Dear Dr. Gott: I am an 80-year-old female diagnosed with lichen planus. Other than being told it is an autoimmune disease, the dentists and doctors I have visited have no idea what to do with me. I have a white coating in my mouth on the bottom gums and occasionally break out with water blisters on my legs.
I am writing to you as a last resort for help. I have read on the computer that it is short-lived, but may come back. I have had it for three years now, and while it doesn’t always cause pain, it is annoying. Can you offer any suggestions or aid?
I once sent away for pills that were supposed to rid me of it, but they did nothing to help and they were expensive — $65 for a 30-day supply. I think they were some kind of herb.

Dear Reader: Perhaps your “last resort” will solve the problem. The precise cause of lichen planus remains unknown. As you are aware, it is thought to be related to an autoimmune disease or allergy and presents with mouth and skin lesions. The mouth lesions can be painful, may increase in size and are located on the sides of the tongue, inside the cheek, and occasionally on the gums. Skin lesions have distinct borders, can develop blisters or ulcers, are shiny or scaly in appearance, and are symmetrical and itchy. Risks include exposure to gold, some diuretics and antibiotics, other medications and hepatitis C. A physician makes the diagnosis through visual examination.
Related symptoms are ridges in finger and toenails, a metallic taste in the mouth, hair loss and dry mouth.

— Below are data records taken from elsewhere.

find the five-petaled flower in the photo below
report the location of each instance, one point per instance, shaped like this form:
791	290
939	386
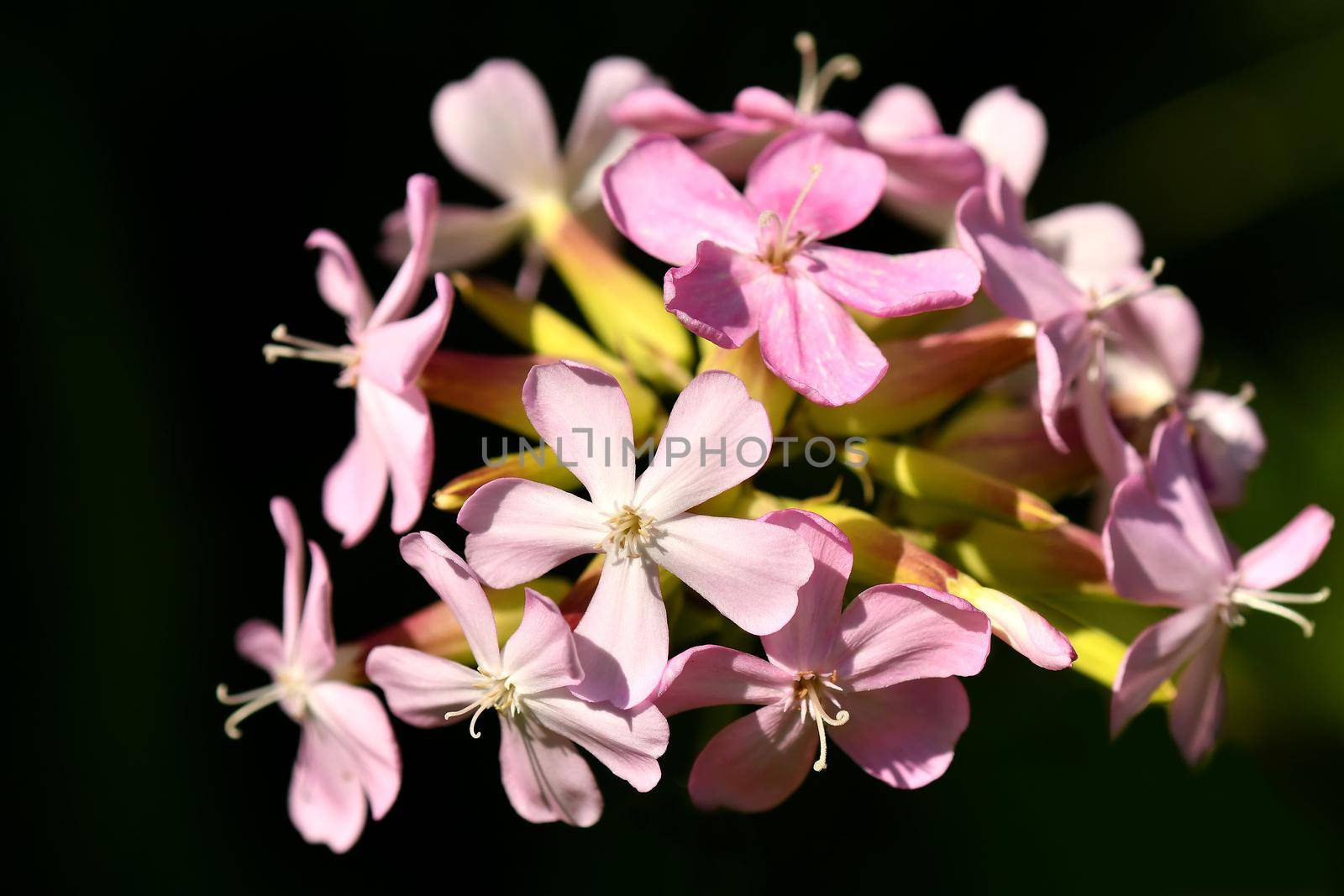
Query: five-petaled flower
382	362
347	752
528	684
716	437
748	264
877	679
1163	547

Treatment includes apple-cider vinegar or lidocaine mouthwashes, antihistamines, cyclosporin or other immune-suppressing medications, topical or oral corticosteroids, topical ointments or creams and ultraviolet-light therapy.
The prognosis is good in that lichen planus isn’t generally harmful and should get better with treatment. It commonly clears up within 18 months, but can come and go for years. One possible complication that can occur is oral cancer. Therefore, it is extremely important you remain in contact with your dentist for examination on a regular basis.
DEAR DR. GOTT: My 45-year-old daughter told me that when she moves her bowels, the feces are a greenish color. What causes this?
DEAR READER: Variations in diet can lead to green stool. Green, leafy vegetables contain chlorophyll. Foods with purple coloring such as ice pops or gelatin desserts can turn stool rainbow colors. Foods rich in iron or iron supplements can also modify the color.
Bile is secreted in the small intestine and is green in color. Normally, the stool turns brown as it passes through the large intestine. However, if it passes faster than normal, it may be expelled while still green.
If your daughter’s stool remains green and diet or supplements are not a factor, she should make an appointment with a gastroenterologist for follow-up just to ensure there are no other problems that need to be addressed.